飲食店の黒手袋が嫌われる本当の理由|青い手袋との違い

「黒手袋には近付かない。コレ鉄則。」
大阪に新しくできるラーメン店を知らせる動画へ、そんな一言が添えられて広まりました。
映っていたのは、真っ黒な手袋をはめた手が、ゆで上がった麺をつかんで湯切りしている場面。
言われてみると、たしかに少し身構えてしまいます。
とはいえ、黒い手袋のお店なんて、あちこちにありますよね。
黒だと嫌われて、青ならいい。
この線は、いったいどこから来たのでしょうか。
今回は、飲食店の黒い手袋が嫌われる理由と、青い手袋との違いについて、わかりやすく解説していきたいと思います。
黒い手袋が映っただけで人が集まった
もともと投稿されていたのは、お店の宣伝にあたる動画でした。
新しい店舗のオープン日と場所を知らせる、ごく普通の告知です。
そこへ「近付かない」という一言が引用の形で付いたとたん、話の中身がまるごと入れ替わりました。

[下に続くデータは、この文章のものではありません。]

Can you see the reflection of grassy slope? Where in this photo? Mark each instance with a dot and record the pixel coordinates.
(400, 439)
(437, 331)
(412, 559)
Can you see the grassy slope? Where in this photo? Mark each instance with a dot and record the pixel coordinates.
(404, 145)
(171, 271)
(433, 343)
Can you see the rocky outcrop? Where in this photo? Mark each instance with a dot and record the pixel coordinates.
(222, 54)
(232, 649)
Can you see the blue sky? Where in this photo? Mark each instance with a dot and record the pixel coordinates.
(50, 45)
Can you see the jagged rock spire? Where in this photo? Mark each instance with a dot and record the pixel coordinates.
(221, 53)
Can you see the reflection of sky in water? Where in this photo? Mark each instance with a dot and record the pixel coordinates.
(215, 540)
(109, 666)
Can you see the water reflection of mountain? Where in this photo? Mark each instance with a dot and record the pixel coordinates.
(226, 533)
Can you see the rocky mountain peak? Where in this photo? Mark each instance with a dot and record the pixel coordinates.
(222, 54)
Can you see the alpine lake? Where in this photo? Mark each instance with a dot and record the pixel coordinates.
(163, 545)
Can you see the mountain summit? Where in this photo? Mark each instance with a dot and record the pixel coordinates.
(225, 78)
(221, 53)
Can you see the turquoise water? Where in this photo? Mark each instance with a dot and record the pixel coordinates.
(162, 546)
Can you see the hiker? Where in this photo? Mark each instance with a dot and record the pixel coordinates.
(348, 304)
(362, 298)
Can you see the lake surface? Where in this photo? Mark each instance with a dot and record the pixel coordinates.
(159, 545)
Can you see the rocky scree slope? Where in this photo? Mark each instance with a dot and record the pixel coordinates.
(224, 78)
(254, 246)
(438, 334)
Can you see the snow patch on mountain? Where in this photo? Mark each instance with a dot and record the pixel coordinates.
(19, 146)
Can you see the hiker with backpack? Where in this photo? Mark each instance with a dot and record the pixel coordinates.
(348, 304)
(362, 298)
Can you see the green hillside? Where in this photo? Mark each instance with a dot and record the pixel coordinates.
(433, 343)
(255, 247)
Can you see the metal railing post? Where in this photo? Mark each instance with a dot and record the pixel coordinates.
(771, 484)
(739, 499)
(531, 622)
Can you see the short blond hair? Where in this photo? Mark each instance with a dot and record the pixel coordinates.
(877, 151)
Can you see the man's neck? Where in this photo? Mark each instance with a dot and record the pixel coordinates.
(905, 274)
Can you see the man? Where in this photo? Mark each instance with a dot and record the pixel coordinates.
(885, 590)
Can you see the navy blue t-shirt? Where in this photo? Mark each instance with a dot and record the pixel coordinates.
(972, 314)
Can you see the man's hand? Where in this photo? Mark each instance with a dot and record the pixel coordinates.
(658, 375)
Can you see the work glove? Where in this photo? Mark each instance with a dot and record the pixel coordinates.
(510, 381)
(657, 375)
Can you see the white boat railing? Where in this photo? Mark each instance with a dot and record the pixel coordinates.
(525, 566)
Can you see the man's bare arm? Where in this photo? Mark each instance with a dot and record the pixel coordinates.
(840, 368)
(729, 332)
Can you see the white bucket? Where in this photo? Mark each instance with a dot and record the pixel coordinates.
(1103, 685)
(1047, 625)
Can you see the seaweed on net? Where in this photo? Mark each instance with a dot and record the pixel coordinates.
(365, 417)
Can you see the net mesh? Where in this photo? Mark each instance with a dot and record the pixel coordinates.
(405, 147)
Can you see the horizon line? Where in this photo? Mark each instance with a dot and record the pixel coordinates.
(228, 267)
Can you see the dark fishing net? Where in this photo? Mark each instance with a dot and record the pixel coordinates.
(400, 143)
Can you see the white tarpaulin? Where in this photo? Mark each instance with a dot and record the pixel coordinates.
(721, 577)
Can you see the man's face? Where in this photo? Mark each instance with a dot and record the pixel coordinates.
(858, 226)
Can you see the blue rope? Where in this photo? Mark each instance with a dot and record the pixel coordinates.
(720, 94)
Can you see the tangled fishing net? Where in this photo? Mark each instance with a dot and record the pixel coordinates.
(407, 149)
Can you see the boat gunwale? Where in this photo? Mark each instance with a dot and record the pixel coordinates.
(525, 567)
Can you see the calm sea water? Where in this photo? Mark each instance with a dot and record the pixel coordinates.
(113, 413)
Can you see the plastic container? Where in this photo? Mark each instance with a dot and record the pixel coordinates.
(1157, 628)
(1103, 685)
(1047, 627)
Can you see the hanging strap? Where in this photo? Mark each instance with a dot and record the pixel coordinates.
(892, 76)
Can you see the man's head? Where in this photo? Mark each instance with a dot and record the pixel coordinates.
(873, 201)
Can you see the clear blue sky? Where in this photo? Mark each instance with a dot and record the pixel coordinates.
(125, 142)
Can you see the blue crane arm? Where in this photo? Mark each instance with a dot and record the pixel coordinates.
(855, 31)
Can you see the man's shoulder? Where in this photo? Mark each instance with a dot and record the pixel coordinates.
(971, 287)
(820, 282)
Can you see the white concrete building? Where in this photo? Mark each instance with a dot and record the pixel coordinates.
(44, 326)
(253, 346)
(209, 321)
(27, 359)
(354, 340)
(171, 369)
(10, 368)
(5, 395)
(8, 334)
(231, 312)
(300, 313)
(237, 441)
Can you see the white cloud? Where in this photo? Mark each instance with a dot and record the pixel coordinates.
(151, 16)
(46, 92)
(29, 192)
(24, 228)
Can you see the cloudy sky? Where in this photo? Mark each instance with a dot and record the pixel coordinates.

返信欄に並んだのは、お店の感想ではなく、手袋の話ばかり。
- 「黒い食材はたくさんあるから手袋の破片が提供物に入ったときに気が付きにくい」
- 「手袋してる=清潔では無い」
このお店について何かが報じられたわけでも、保健所が動いたという話が出ているわけでもありません。
動画そのものも、麺の湯切りを映しただけの短いものでした。
反応が集まっていたのは起きた出来事ではなく、映像に映っていた色のほう。
それだけに、話はどこまでも広がっていきます。
自分がよく行くお店の手元まで、つい思い出してしまった人も多かったようです。
黒は汚れが目立たないから怖い
では、黒いと何がまずいのでしょうか。
返信欄でいちばん目についたのは、この言い分でした。
黒だと汚れが目立たないので、汚れたまま使い回していても客には分からない、という不安です。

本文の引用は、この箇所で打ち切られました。